OFM Fiscal Impact Statement I-912
Analysis Prepared by Office of Financial Management for Secretary of State's Voter Pamphlet, September 2005
Fiscal Impact Statement for Initiative 912
Initiative 912 would over 16 years eliminate $5.475 billion in fuel taxes and net bond proceeds, eliminating 80 percent of funding for 265 new transportation projects specified by the Legislature. About $562 million in fuel tax revenue for cities and counties – for new, local-government transportation projects over 16 years – also would be eliminated.

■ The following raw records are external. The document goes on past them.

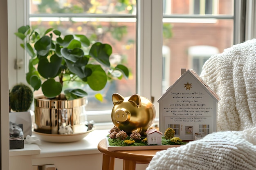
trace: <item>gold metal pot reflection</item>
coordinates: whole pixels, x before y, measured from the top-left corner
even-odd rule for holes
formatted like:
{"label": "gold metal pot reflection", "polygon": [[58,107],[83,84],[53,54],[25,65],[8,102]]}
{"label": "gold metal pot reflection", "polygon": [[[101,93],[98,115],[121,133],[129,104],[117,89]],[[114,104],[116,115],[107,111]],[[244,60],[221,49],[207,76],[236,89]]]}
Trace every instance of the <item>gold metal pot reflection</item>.
{"label": "gold metal pot reflection", "polygon": [[58,98],[47,99],[44,96],[35,98],[34,129],[40,133],[58,134],[61,125],[70,125],[72,133],[85,132],[87,121],[85,97],[72,100]]}
{"label": "gold metal pot reflection", "polygon": [[114,104],[112,121],[120,130],[128,134],[137,130],[142,134],[152,125],[155,117],[155,109],[149,99],[137,94],[124,97],[115,93],[112,100]]}

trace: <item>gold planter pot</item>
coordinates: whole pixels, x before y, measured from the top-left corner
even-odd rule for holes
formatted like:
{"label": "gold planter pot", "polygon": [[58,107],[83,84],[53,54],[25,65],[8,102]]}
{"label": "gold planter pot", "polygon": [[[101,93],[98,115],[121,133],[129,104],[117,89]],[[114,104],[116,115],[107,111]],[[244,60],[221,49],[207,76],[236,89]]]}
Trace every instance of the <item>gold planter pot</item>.
{"label": "gold planter pot", "polygon": [[67,100],[63,95],[60,99],[49,99],[44,96],[35,97],[34,130],[50,134],[86,132],[87,102],[85,97]]}

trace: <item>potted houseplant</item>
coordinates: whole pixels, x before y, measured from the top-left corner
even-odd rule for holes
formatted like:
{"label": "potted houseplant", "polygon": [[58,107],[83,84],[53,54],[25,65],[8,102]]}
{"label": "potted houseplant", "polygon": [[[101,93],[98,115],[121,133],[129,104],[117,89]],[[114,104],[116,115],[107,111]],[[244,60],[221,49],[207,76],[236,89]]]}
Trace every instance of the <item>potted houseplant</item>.
{"label": "potted houseplant", "polygon": [[22,124],[24,137],[32,134],[32,121],[29,111],[33,99],[30,88],[20,84],[14,86],[9,91],[9,118],[10,121]]}
{"label": "potted houseplant", "polygon": [[[24,41],[21,46],[30,57],[27,81],[34,91],[40,88],[44,95],[35,98],[37,132],[59,134],[61,126],[74,128],[74,117],[80,118],[75,121],[77,125],[83,124],[84,120],[81,117],[87,93],[79,88],[64,89],[64,84],[82,82],[98,91],[109,80],[128,76],[124,65],[110,65],[110,44],[100,42],[92,44],[85,35],[62,36],[60,31],[53,28],[41,33],[27,25],[20,27],[15,34]],[[99,99],[102,98],[100,94],[96,96]],[[49,106],[47,111],[45,106]]]}

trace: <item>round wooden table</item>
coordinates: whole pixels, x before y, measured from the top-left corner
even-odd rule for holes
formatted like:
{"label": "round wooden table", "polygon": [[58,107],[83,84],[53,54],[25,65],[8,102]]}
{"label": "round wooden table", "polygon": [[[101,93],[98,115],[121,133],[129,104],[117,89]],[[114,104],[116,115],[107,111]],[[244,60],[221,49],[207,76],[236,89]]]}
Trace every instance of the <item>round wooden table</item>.
{"label": "round wooden table", "polygon": [[102,170],[114,170],[115,158],[123,160],[124,170],[135,170],[136,163],[148,163],[157,152],[162,150],[108,150],[106,139],[101,141],[98,149],[103,154]]}

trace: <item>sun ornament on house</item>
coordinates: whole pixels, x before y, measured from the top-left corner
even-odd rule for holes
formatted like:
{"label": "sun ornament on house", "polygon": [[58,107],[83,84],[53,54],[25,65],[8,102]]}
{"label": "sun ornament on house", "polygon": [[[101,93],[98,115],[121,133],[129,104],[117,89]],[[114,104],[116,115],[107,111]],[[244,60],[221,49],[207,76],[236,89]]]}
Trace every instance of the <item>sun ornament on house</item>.
{"label": "sun ornament on house", "polygon": [[185,86],[184,86],[184,87],[186,87],[186,90],[190,90],[190,88],[192,88],[192,83],[189,84],[189,82],[188,82],[188,83],[187,83],[186,84],[184,84],[184,85],[185,85]]}

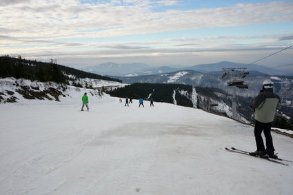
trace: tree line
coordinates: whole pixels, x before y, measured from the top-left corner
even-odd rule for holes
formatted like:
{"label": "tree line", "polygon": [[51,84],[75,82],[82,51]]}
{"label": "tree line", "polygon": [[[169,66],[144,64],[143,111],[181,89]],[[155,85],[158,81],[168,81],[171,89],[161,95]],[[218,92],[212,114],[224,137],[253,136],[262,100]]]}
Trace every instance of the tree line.
{"label": "tree line", "polygon": [[[69,76],[74,75],[75,78]],[[57,61],[41,62],[17,58],[8,55],[0,57],[0,77],[14,77],[26,79],[41,82],[53,81],[58,83],[68,84],[68,81],[74,81],[76,78],[90,78],[110,81],[121,82],[121,80],[86,72],[74,68],[58,65]]]}
{"label": "tree line", "polygon": [[193,107],[189,97],[182,95],[179,92],[187,91],[189,94],[192,92],[192,86],[181,84],[161,83],[133,83],[124,88],[108,91],[112,96],[131,99],[152,99],[156,102],[174,103],[173,94],[175,90],[175,99],[177,105]]}

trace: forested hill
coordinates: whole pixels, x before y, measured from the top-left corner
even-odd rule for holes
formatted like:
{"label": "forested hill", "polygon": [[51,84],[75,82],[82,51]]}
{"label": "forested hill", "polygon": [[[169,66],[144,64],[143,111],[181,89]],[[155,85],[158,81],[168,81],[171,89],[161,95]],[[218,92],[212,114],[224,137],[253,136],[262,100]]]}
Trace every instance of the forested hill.
{"label": "forested hill", "polygon": [[41,82],[69,83],[77,79],[90,78],[121,83],[121,81],[50,63],[23,59],[21,57],[0,57],[0,77],[26,79]]}

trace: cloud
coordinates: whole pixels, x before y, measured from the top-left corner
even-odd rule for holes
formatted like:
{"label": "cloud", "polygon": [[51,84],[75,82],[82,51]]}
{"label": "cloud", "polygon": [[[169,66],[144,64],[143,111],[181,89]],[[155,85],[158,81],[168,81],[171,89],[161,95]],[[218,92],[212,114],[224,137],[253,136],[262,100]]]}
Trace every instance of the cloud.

Assumptions for Fiscal Analysis of Initiative 912
The initiative repeals the phased-in, 9.5 cents-a-gallon increase in the state gasoline tax that is scheduled as follows: 3 cents a gallon on July 1, 2005; 3 cents on July 1, 2006; 2 cents on July 1, 2007; and 1.5 cents on July 1, 2008. The initiative does not affect scheduled increases in the state tax on diesel fuel.
Over 16 years, the gasoline tax increases would generate $4.434 billion plus $1.041 billion in net bond proceeds – or 80 percent of the cost of 265 new transportation projects specified by the Legislature.

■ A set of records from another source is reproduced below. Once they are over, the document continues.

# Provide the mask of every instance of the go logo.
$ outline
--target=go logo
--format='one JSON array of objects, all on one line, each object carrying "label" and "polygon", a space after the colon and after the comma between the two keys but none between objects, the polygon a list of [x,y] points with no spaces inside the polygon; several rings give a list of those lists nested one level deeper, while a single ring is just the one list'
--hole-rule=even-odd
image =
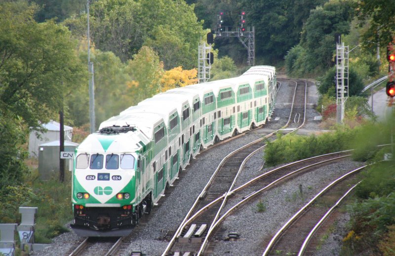
[{"label": "go logo", "polygon": [[111,186],[106,186],[103,188],[99,186],[95,187],[93,192],[97,195],[103,195],[103,193],[106,195],[109,195],[113,192],[113,188]]}]

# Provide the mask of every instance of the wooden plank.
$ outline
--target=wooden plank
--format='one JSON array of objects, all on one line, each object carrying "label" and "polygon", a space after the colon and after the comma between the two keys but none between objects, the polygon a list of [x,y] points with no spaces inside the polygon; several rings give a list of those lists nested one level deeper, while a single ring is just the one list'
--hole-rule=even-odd
[{"label": "wooden plank", "polygon": [[192,234],[194,233],[195,228],[196,228],[196,224],[192,224],[191,225],[191,227],[190,227],[189,229],[188,229],[188,232],[187,232],[187,233],[184,236],[184,237],[188,237],[188,238],[191,237],[191,236],[192,235]]}]

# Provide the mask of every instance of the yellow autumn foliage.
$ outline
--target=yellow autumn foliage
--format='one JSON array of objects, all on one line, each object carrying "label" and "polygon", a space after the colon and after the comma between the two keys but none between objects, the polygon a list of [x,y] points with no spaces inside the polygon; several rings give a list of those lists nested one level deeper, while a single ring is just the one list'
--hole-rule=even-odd
[{"label": "yellow autumn foliage", "polygon": [[176,87],[183,87],[198,83],[198,70],[183,70],[181,66],[165,72],[160,79],[162,92]]}]

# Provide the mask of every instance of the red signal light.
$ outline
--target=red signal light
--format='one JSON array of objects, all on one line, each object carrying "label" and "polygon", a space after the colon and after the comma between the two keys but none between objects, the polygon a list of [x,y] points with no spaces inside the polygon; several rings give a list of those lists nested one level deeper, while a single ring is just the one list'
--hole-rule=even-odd
[{"label": "red signal light", "polygon": [[395,82],[388,82],[386,86],[386,93],[391,98],[395,96]]}]

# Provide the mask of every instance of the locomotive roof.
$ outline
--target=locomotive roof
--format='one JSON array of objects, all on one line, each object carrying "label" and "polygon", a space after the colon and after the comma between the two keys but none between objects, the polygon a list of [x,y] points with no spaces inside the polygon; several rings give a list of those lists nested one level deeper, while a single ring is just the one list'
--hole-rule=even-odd
[{"label": "locomotive roof", "polygon": [[[150,139],[138,130],[133,133],[108,135],[93,133],[88,136],[77,149],[78,153],[121,153],[139,150],[142,145],[146,145],[149,142]],[[106,147],[104,145],[108,146]]]},{"label": "locomotive roof", "polygon": [[124,126],[130,125],[138,127],[150,139],[153,138],[154,128],[162,122],[162,116],[156,113],[127,113],[123,115],[113,116],[100,124],[99,129],[113,125]]},{"label": "locomotive roof", "polygon": [[178,114],[181,115],[183,107],[186,105],[190,106],[188,100],[181,95],[175,96],[172,94],[159,94],[153,98],[146,99],[139,103],[137,106],[152,106],[161,108],[164,105],[167,105],[176,108]]}]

Eliminating the scheduled gasoline tax increases also would eliminate $562 million that cities and counties would have received over the next 16 years for local transportation projects. This revenue includes $482 million that cities and counties would receive as direct revenue distributions from the gasoline tax increases, as well as $80 million in grants to local government.